Sol Gursky looked into the embers, then to the stars.

“The Nez Perce Nation believes that the world ended on the third day and that what we are living in are the dreams of the second night.” Memories, fading like summer meteors high overhead, told Sol that he had said this once before, in their future, after his first death. He said it now in the hope that that future would not come to pass. Everything that was different, every tiny detail, pushed this universe away from the one in which he must lose her.

A vee of tiger-striped tectoplastic tumbled end over end forever toward Virgo.

He blinked the ghost away. It faded like all the others. They were going more quickly than he had thought. He would have to make sure of it now, before that memory too dissolved. He struggled out of the terrain bag, went over to the bike lying exhausted on the ground. By the light of a detached bicycle lamp, he checked the gear train.

“What are you doing?” Elena asked from the fireside. The thing between them was still new, but Sol remembered that tone in her voice, that soft inquiry, from another lifetime.

“Looking at the gears. Something didn’t feel right about them today. They didn’t feel solid.”

“You didn’t mention it earlier.”

No, Sol thought. I didn’t know about it. Not then. The gear teeth grinned flashlight back at him.

“We’ve been giving them a pretty hard riding. I read in one of the biking mags that you can get metal fatigue. Gear train shears right through, just like that.”

“On brand-new, two thousand dollar bikes?”

“On brand-new two thousand dollar bikes.”

“So what do you think you can do about it at one o’clock in the morning in the middle of the Sonora Desert?”

Again, that come-hither tone. Just a moment more, Elena. One last thing, and then it will be safe.

“It just didn’t sit right. I don’t want to take it up over any more mountains until I’ve had it checked out. You get a gear-shear up there…”

“So, what are you saying, irritating man?”

“I’m not happy about going over Blood of Christ Mountain tomorrow.”

“Yeah. Sure. Fine.”

“Maybe we should go out west, head for the coast. It’s whale season, I always wanted to see whales. And there’s real good seafood. There’s this cantina where they have fifty ways of serving iguana.”

“Whales. Iguanas. Fine. Whatever you want. Now, since you’re so wideawake, you can just get your ass right over here, Sol Gursky!”

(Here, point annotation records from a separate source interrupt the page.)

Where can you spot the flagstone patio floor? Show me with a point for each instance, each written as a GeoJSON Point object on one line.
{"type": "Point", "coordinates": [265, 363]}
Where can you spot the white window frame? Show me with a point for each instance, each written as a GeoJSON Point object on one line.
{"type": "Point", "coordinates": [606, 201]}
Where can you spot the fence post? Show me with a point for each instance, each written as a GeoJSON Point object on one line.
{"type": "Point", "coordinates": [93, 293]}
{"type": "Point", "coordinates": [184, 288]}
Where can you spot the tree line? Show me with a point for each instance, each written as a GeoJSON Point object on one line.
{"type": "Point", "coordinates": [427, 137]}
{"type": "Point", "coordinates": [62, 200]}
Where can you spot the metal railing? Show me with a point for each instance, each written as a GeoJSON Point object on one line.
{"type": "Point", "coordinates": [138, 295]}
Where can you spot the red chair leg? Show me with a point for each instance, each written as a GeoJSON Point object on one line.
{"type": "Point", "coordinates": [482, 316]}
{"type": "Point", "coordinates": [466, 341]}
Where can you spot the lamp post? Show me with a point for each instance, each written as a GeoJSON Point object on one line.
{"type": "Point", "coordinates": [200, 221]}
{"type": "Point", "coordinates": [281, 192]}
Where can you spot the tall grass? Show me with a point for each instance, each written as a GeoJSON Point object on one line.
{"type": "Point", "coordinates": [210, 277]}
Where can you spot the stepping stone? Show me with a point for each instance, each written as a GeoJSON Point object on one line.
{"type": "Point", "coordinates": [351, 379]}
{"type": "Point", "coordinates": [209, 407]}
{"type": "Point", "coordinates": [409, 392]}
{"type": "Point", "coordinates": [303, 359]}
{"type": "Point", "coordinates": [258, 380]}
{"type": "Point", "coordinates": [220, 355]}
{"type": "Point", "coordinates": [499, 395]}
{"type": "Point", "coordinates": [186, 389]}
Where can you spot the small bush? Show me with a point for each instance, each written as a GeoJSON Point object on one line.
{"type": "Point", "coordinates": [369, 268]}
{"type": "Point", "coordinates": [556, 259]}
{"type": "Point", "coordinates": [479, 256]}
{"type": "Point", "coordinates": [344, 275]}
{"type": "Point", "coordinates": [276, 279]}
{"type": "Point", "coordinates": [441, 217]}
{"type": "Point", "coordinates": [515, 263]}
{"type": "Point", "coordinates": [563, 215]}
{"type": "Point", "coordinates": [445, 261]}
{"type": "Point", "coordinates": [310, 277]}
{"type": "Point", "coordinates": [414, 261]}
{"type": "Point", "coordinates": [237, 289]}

She was standing up, and Sol saw and felt what she had been concealing by the way she had sat. She wearing only a cut-off MTB shirt. Safe, he thought, as he seized her and took her down laughing and yelling onto the camping mat. Even as he thought it, he forgot it, and all those Elenas who would not now be: conspirator, crop-haired freedom fighter, four-armed space-angel. Gone.

The stars moved in their ordained arcs. The moths and cactus forest bats drifted through the soft dark air, and the eyes of the things that hunted them glittered in the firelight.

Sol and Elena were still sore and laughing when the cactus flowers closed with dawn. They ate their breakfast and packed their small camp, and were in the saddle and on the trail before the sun was full over the shoulder of Blood of Christ Mountain. They took the western trail, away from the hills, and the town called Redención hidden among them with its freight of resurrected grief. They rode the long trail that led down to the ocean, and it was bright, clear endless Monday morning.